It's depressing to think but the fiscal cliff agreement confirms my belief that we're past the point of no return when it comes to entitlement reform. There are simply too many elderly voters who will cow Congress to resist any changes to Social Security and Medicare. One of the ideas shot down was to increase the eligibility age for Medicare from 65 to 67. In 1965, the average life expectancy in the U.S. was 70.2 - now it is 78.8 years. Yet modernizing a half-century-old program to reflect this change is near-impossible.

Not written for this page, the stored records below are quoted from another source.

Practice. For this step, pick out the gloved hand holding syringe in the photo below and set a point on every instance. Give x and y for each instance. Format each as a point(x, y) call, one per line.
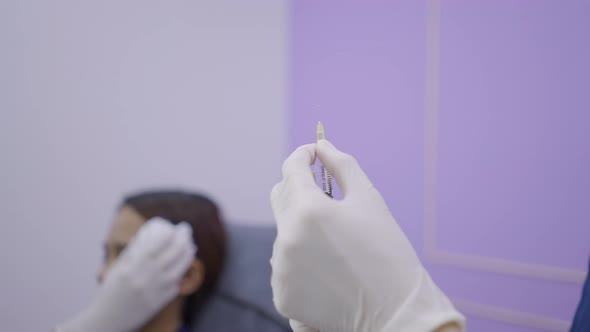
point(345, 265)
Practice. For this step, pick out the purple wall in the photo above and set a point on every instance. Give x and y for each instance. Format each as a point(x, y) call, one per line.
point(511, 147)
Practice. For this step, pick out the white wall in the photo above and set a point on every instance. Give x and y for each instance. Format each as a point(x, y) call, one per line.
point(101, 98)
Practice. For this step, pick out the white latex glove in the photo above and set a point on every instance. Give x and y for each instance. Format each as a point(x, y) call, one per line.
point(141, 281)
point(346, 265)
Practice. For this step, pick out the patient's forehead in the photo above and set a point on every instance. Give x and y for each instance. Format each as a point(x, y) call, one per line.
point(126, 224)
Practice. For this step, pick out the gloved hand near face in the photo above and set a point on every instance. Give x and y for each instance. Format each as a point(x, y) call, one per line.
point(144, 279)
point(346, 265)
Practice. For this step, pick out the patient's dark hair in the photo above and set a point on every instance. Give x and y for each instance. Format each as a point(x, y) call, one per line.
point(208, 234)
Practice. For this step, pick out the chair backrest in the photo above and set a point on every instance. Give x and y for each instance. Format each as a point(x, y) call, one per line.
point(243, 301)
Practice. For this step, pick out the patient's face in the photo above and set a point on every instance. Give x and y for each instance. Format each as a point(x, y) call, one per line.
point(126, 224)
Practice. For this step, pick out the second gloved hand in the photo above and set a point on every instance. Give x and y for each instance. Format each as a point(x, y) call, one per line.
point(143, 280)
point(346, 265)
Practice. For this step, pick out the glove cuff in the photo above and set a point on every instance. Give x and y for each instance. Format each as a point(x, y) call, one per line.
point(426, 309)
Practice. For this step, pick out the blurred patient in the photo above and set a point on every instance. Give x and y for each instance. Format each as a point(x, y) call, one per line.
point(207, 233)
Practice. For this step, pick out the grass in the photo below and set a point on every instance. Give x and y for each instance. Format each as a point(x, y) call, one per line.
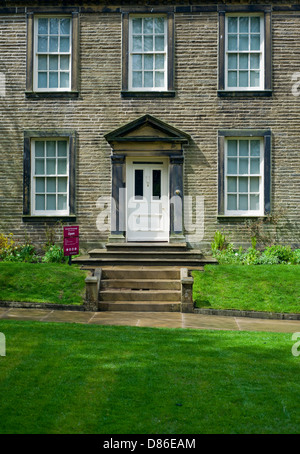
point(42, 283)
point(72, 378)
point(274, 288)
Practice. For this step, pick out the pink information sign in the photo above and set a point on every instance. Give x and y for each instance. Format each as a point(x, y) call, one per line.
point(71, 240)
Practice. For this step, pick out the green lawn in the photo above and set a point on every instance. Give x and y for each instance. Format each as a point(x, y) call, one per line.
point(274, 288)
point(72, 378)
point(42, 283)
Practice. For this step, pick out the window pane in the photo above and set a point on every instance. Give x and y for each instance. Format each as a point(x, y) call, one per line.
point(42, 80)
point(231, 202)
point(255, 42)
point(62, 184)
point(243, 147)
point(232, 42)
point(40, 185)
point(159, 62)
point(53, 80)
point(137, 44)
point(137, 25)
point(232, 78)
point(53, 26)
point(61, 202)
point(159, 79)
point(61, 166)
point(156, 187)
point(243, 166)
point(64, 80)
point(42, 62)
point(243, 184)
point(231, 184)
point(39, 148)
point(232, 147)
point(51, 202)
point(243, 202)
point(148, 25)
point(51, 184)
point(159, 25)
point(50, 166)
point(40, 202)
point(53, 44)
point(148, 62)
point(136, 62)
point(159, 43)
point(64, 45)
point(148, 43)
point(64, 62)
point(42, 44)
point(53, 62)
point(137, 79)
point(254, 202)
point(254, 78)
point(232, 166)
point(243, 79)
point(138, 184)
point(148, 79)
point(65, 26)
point(254, 166)
point(62, 148)
point(254, 61)
point(255, 25)
point(232, 24)
point(254, 184)
point(255, 147)
point(39, 166)
point(244, 24)
point(232, 61)
point(50, 147)
point(243, 61)
point(244, 42)
point(43, 26)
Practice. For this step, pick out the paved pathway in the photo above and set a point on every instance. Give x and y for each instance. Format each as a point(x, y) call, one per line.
point(152, 319)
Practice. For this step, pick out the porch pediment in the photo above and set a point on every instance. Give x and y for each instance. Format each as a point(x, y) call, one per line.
point(145, 131)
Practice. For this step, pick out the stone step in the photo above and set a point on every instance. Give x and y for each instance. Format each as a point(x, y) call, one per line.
point(140, 306)
point(140, 273)
point(142, 261)
point(141, 247)
point(141, 284)
point(146, 254)
point(139, 295)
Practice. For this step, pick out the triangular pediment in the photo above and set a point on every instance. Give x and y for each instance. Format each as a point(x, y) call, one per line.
point(146, 129)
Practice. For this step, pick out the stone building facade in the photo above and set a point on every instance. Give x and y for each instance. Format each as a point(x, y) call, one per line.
point(150, 121)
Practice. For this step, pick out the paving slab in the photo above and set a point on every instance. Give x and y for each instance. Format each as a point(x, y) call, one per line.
point(26, 314)
point(278, 326)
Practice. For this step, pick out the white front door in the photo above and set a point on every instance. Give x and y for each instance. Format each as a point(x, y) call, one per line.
point(147, 199)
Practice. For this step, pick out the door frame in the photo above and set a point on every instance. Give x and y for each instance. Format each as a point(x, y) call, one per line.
point(129, 163)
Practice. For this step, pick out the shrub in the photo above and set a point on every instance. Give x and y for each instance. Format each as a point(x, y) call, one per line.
point(284, 254)
point(54, 254)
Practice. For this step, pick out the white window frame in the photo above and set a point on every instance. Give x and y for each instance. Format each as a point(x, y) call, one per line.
point(164, 52)
point(36, 53)
point(238, 52)
point(35, 212)
point(248, 212)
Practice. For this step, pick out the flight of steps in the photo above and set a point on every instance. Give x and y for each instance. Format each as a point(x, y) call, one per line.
point(140, 289)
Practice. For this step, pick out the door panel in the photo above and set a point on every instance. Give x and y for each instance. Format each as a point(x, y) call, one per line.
point(147, 200)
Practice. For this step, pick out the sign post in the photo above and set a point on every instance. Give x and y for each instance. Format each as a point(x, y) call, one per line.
point(71, 241)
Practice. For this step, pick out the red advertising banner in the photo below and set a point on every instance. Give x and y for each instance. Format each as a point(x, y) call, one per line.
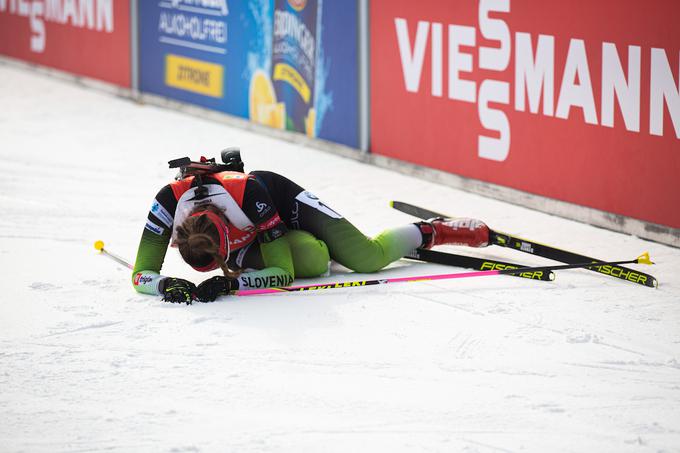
point(84, 37)
point(577, 101)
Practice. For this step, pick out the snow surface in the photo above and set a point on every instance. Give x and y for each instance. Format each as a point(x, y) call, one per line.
point(586, 363)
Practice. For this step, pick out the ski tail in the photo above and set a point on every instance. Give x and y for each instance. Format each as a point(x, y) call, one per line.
point(471, 262)
point(538, 249)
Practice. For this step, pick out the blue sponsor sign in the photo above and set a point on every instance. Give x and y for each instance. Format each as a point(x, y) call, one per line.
point(288, 64)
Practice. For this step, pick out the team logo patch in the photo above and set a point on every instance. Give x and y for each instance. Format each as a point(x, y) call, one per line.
point(161, 213)
point(154, 228)
point(312, 200)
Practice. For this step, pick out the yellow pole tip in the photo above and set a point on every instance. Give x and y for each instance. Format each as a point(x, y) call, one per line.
point(644, 259)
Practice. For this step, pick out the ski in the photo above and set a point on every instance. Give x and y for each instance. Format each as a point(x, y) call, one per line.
point(538, 249)
point(470, 262)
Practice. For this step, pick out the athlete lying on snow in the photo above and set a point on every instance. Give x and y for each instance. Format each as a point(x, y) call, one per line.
point(263, 230)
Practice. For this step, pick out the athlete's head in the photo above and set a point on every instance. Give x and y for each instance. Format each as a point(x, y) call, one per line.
point(203, 240)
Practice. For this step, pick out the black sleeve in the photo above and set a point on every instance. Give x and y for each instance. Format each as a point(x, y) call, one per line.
point(260, 209)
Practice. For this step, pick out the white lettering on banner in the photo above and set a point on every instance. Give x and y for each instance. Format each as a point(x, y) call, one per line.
point(496, 120)
point(76, 13)
point(663, 89)
point(183, 23)
point(614, 84)
point(576, 94)
point(461, 90)
point(533, 74)
point(412, 63)
point(534, 77)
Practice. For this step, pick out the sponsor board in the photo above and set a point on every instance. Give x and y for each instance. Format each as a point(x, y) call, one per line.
point(582, 105)
point(285, 64)
point(84, 37)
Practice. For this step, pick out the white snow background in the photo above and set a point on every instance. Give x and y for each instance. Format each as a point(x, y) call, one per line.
point(586, 363)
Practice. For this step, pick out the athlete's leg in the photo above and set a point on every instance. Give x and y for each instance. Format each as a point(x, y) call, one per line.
point(349, 246)
point(301, 210)
point(310, 255)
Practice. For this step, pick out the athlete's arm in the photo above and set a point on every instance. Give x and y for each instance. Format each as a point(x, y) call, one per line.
point(154, 243)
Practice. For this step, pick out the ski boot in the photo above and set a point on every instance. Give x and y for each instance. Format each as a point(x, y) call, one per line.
point(441, 231)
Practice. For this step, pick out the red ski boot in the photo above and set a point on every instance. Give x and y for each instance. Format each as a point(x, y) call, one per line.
point(469, 232)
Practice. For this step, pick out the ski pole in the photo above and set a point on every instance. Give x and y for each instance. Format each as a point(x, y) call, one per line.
point(642, 259)
point(99, 245)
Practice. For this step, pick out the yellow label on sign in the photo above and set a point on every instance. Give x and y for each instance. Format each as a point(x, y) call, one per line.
point(194, 75)
point(289, 74)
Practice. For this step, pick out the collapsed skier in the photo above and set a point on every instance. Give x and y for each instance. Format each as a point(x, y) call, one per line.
point(263, 230)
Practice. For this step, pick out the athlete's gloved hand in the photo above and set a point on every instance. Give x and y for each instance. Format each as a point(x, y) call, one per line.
point(213, 287)
point(177, 290)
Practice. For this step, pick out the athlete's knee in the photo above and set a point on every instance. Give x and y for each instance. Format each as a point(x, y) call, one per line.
point(310, 255)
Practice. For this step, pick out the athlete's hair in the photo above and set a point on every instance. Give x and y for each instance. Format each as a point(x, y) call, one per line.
point(198, 241)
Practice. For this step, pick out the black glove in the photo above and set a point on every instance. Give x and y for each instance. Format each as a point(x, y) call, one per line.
point(213, 287)
point(177, 290)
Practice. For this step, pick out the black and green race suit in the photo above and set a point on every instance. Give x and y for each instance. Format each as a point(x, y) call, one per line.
point(309, 235)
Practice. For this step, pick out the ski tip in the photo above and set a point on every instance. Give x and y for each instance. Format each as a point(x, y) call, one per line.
point(644, 259)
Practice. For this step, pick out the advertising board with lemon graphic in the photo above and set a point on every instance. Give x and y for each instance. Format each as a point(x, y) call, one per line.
point(286, 64)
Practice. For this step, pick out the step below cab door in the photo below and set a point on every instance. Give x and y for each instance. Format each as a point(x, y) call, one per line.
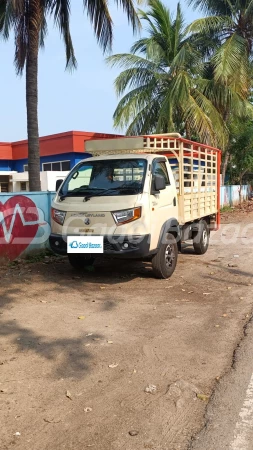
point(163, 204)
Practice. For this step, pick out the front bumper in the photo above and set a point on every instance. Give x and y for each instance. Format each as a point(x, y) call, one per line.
point(116, 245)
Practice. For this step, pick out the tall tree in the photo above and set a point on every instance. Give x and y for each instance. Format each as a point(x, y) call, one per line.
point(28, 20)
point(241, 151)
point(166, 73)
point(229, 22)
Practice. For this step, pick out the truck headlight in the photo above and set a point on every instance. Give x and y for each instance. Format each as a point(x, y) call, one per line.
point(58, 216)
point(127, 215)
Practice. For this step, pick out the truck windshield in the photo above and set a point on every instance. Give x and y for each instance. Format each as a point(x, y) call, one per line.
point(105, 177)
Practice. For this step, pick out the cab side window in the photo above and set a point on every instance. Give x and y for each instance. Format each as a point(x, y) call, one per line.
point(159, 168)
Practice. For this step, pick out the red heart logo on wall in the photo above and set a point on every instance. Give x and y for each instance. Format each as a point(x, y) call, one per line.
point(19, 223)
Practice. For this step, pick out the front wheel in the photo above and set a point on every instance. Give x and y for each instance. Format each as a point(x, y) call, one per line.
point(201, 238)
point(79, 262)
point(165, 260)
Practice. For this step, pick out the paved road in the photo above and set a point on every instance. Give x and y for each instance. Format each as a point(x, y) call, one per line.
point(230, 414)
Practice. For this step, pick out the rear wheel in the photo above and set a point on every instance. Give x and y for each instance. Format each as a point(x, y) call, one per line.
point(165, 261)
point(79, 262)
point(201, 238)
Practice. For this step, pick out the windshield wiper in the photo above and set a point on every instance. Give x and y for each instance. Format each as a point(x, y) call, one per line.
point(78, 192)
point(104, 192)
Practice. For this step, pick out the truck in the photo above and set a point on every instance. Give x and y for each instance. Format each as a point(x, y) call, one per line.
point(138, 198)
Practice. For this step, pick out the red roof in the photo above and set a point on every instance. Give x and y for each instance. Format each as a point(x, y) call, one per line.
point(54, 144)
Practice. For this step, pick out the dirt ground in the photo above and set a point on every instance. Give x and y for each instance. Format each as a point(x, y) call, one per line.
point(79, 350)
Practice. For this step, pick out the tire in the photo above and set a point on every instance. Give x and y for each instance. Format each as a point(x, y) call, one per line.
point(165, 260)
point(201, 238)
point(79, 262)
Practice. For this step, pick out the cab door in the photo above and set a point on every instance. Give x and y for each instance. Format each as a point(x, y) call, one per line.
point(163, 204)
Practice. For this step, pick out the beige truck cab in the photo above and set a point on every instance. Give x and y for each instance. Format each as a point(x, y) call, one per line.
point(138, 198)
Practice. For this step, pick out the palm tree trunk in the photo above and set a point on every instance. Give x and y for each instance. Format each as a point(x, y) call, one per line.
point(188, 130)
point(32, 97)
point(224, 167)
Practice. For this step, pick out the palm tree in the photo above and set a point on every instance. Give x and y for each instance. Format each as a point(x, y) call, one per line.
point(164, 72)
point(230, 22)
point(28, 20)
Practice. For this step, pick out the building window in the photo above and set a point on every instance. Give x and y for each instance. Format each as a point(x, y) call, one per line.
point(23, 186)
point(58, 166)
point(4, 187)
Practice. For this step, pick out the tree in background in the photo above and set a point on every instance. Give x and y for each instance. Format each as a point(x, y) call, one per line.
point(171, 82)
point(28, 20)
point(230, 24)
point(240, 151)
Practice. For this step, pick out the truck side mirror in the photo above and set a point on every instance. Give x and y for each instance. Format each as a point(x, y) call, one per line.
point(159, 183)
point(57, 185)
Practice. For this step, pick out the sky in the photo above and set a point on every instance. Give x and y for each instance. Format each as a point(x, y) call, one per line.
point(81, 100)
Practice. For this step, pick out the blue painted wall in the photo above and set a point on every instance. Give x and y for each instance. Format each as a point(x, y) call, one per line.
point(18, 165)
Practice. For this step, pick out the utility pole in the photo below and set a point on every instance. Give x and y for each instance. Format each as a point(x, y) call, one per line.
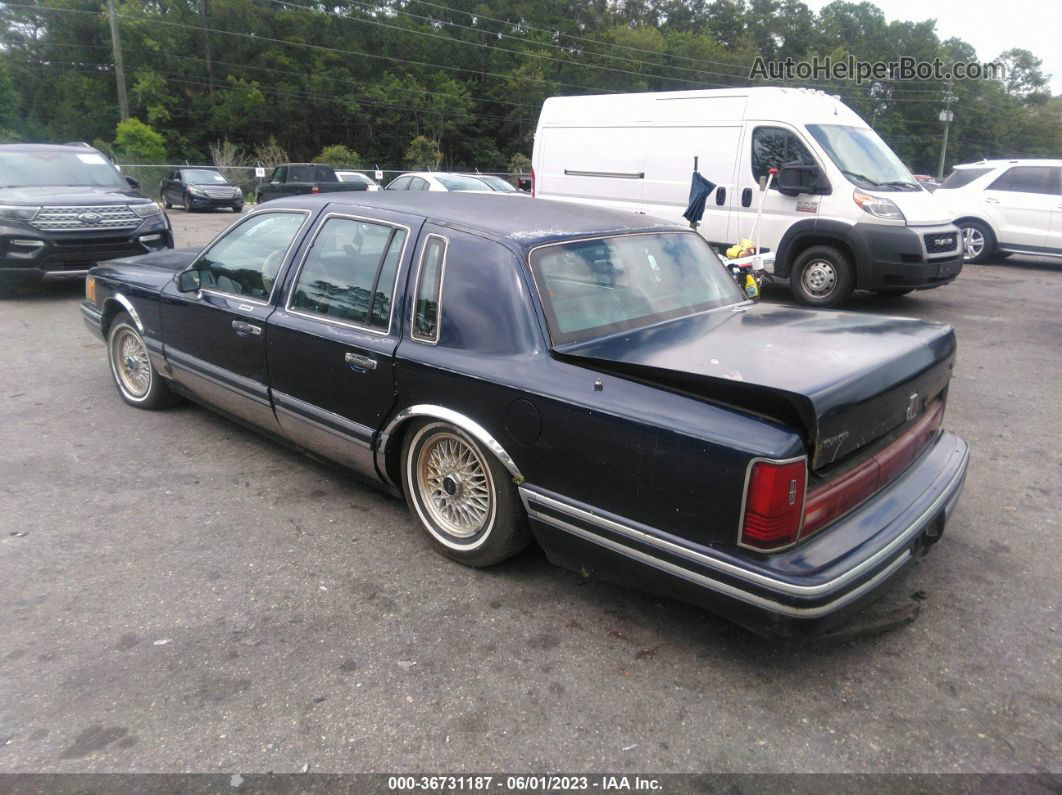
point(116, 42)
point(947, 117)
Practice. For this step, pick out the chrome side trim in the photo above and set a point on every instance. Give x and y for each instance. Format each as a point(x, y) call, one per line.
point(127, 305)
point(416, 291)
point(467, 425)
point(345, 429)
point(730, 590)
point(766, 581)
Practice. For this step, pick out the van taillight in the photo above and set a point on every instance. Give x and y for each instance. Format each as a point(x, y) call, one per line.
point(774, 504)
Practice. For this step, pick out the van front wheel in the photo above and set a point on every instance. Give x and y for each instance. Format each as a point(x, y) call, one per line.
point(822, 276)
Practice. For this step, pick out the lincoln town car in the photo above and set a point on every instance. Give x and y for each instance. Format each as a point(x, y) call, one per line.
point(589, 379)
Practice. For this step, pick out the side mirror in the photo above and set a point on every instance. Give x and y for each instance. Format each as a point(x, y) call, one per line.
point(795, 178)
point(188, 281)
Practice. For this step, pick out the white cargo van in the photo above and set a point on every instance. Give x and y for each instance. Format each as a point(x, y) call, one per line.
point(843, 213)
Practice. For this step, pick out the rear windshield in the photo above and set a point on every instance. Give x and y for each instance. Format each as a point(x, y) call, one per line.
point(599, 287)
point(56, 168)
point(962, 177)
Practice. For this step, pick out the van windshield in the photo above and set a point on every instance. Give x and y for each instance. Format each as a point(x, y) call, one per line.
point(863, 157)
point(592, 288)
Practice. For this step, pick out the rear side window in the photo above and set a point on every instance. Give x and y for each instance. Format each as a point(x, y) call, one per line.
point(772, 147)
point(429, 288)
point(1028, 179)
point(348, 274)
point(962, 177)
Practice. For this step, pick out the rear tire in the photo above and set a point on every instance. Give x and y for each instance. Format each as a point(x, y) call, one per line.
point(136, 378)
point(978, 242)
point(822, 276)
point(461, 495)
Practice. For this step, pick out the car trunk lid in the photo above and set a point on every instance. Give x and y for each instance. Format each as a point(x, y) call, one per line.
point(843, 379)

Another idea to very slowly reduce the amount of spending on Social Security was switching to the "chained CPI" method of calculating inflation. As I noted before, this would shave $4/month of the cost-of-living adjustment to a typical Social Security benefit. In the WashPost, Robert Samuelson sounds the same note of incredulity:
Consider the highly technical proposal to shift from the standard consumer price index (CPI) to a "chained" CPI to adjust Social Security benefits. From 2013 to 2022, this change is estimated to reduce Social Security spending by $100 billion. Over that decade, total Social Security benefits are estimated at $10.588 trillion; the cut would be less than 1 percent. Yet, many Democrats reacted in horror, as if hordes of elderly would be impoverished.Really? Not even a 1% cut? The trajectory of Social Security (and Medicare) is that by current law those entitlement programs can only pay out what they take in from taxes once their respective trust funds are exhausted. Our "leaders" in Washington have made the calculation that those are problems for future Congresses.